To carry out an effective regulatory program requires a regulatory infrastructure. The infrastructure for the regulation of nuclear technology typically involves, as its main components, a statutory (or legal) framework, regulatory requirements, and standards and guidance-addressed via licensing, inspection, and enforcement. In addition, a network of communication and coordinated interaction within this infrastructure is essential for addressing the various legal, scientific, and engineering disciplines utilized in most licensing actions, emergency response issues, and emergent safety concerns. The NRC has established avenues for involving and interacting with relevant professional organizations, public interest groups, environmental groups, manufacturers, licensees, and other stakeholders during the development of regulations and regulatory guidance.
These interactions, which occur through frequent public meetings, solicitations of comment, telephone inquiries, electronic communications, and other avenues, can facilitate open interaction and resolution of specific issues that are of stakeholder interest, and can enhance the political accountability of a regulatory body within the government framework. A balanced approach to ensuring stakeholder involvement and maintaining public confidence is a key facet of nuclear safety regulation.
Let me speak briefly to the issue of regulatory independence. As you may be aware, I also serve as the Chairman of the International Nuclear Regulators Association (INRA), a group founded in May 1997 to establish a forum for the most senior officials of national nuclear regulatory organizations to exchange views on broad regulatory policy issues-including technical, legal, economic, and administrative issues. At the most recent INRA meeting, in January of this year, one area of focus was this key regulatory concept of "effective independence." By unanimous agreement, the INRA members reaffirmed the need for an effective separation between the functions of a national nuclear regulatory organization and those other institutions-whether in government or industry-that are concerned with the promotion or use of nuclear energy. Effective independence includes political, legal/statutory, financial, technical, communication, and ethical accountability components. These elements are critical in creating and maintaining a decision-making framework that is characterized by neutrality and objectivity.
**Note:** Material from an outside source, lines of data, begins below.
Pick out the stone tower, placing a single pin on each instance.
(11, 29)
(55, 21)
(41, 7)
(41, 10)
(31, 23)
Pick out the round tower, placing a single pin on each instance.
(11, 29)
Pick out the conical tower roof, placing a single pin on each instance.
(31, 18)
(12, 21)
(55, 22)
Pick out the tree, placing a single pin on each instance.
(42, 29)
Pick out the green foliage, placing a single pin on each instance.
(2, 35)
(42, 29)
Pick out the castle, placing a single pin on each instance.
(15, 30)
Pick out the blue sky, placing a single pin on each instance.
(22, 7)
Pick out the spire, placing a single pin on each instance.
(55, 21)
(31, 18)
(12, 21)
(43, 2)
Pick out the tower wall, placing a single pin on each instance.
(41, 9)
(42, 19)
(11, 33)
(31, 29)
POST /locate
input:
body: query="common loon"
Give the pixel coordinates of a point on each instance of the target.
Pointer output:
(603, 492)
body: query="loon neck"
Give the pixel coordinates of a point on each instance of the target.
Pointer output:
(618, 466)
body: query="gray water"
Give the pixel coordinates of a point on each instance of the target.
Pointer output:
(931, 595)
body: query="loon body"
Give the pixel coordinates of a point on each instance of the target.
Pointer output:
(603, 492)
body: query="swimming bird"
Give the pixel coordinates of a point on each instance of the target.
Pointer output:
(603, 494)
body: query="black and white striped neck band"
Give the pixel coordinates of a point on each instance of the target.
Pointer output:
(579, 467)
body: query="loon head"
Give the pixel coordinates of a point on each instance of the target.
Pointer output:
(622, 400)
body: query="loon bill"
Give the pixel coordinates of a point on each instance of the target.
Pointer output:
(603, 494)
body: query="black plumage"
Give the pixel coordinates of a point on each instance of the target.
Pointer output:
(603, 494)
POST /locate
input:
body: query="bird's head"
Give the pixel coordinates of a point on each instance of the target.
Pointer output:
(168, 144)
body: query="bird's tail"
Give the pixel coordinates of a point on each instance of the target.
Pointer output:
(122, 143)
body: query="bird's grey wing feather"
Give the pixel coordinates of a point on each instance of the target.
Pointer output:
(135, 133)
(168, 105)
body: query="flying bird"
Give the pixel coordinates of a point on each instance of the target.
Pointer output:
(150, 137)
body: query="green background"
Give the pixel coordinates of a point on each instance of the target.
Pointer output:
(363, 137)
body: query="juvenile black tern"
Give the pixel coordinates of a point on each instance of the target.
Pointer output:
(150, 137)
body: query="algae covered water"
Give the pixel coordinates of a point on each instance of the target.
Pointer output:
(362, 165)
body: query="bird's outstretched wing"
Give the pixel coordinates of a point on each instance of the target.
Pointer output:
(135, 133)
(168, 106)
In summary then, the many nuclear technologies available in modern society offer benefits that, in many ways, can not be achieved through other means. As Vietnam begins to explore further the peaceful uses of nuclear materials, one essential area of focus will be the development of a regulatory program that is effectively independent, with a clear sense of its mission in regard to protecting public health and safety and the environment. I hope that my presentation has given you a broader understanding of both the potential for great benefit and the need to ensure that proper measures are put in to place to anticipate the risks and to ensure safety. I wish you every success in your endeavors, and I thank you once again for this opportunity to speak to you.